El contraalmirante consultó tablas de mareas y un anuario meteorológico e hizo unos rápidos cálculos en una libreta.

– Muy bien, comisario; vamos a partir del supuesto de que salió de La Carraca, el arsenal que tenemos en la zona sudeste de la dársena interior. La marea alta del veintiuno de marzo fue a las veintidós horas y doce minutos. De flotar el cuerpo libremente, el reflujo lo hubiera arrastrado hacia el noroeste, hacia el puente nuevo y la bahía exterior, pero soplaba un viento del oeste de unos quince nudos, cosa que retardaría su avance. Pongamos que se habría desplazado medio kilómetro en dirección norte.

– En tal caso, la marea de la mañana lo habría traído de regreso, ¿no es así? -preguntó Bernal-. En particular si el viento seguía siendo de poniente.

– Eso depende de la hora exacta en que el cadáver hubiera entrado en el agua la víspera.

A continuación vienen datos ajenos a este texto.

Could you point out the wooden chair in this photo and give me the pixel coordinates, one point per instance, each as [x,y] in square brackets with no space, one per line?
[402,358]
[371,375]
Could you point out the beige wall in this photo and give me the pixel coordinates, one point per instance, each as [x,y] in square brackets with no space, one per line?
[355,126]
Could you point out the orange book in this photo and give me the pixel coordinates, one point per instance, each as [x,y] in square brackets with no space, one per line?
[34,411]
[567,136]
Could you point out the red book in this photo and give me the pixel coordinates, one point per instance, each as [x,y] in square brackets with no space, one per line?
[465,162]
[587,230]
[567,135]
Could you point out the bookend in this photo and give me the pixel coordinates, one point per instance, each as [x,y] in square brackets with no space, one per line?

Además hemos de tener en cuenta los pequeños cursos de agua que desembocan en la bahía interior, cerca de La Carraca, y crean una cierta corriente de dirección noroeste.

– ¿Dónde lo situaría usted para la noche del veintidós, después de otra marea nocturna y soplando todavía la brisa del oeste?

El contraalmirante Soto hizo algunos cálculos, después de lo cual tomó medidas en el mapa mural con una larga regla de madera.

– Aproximadamente aquí -respondió-, a unos setecientos metros al noroeste. Esto teniendo en cuenta sólo las corrientes superficiales.

– Muy bien -dijo Bernal-. El cuerpo desde luego debía flotar boca abajo, en cierta medida boyado por los pulmones, ya que los patólogos no encontraron agua en ellos. La muerte no se produjo por anegación. En tales condiciones, no ofrecería mucha resistencia al viento, ¿no cree? El argumento en contra es que, estando tan en la superficie, no podía afectarle demasiado la corriente submarina.

– La suposición me parece correcta, comisario. Además, el viento fue del oeste toda la semana, y no cambió a un fuerte levante de treinta y cinco nudos hasta dieciséis horas antes de que se encontrara el cadáver, que en principio habría empujado el cuerpo hacia el noroeste, camino de la bahía exterior.

– Pero, conforme a la dirección que ha determinado usted para los dos primeros días -objetó Bernal-, no hay duda de que el viento lo hubiese arrojado a la costa por el lado oeste de la bahía interior. De ningún modo podría haber dejado atrás el puente José León de Carranza y derivado diez kilómetros hacia Rota.

– De acuerdo -dijo Soto-. Y hay algo más. ¿Cómo se explica que no lo vieran? Son muchos los barcos de todos los calados que cruzan y recruzan a diario la dársena interior. Los vigías lo habrían avistado casi con toda seguridad.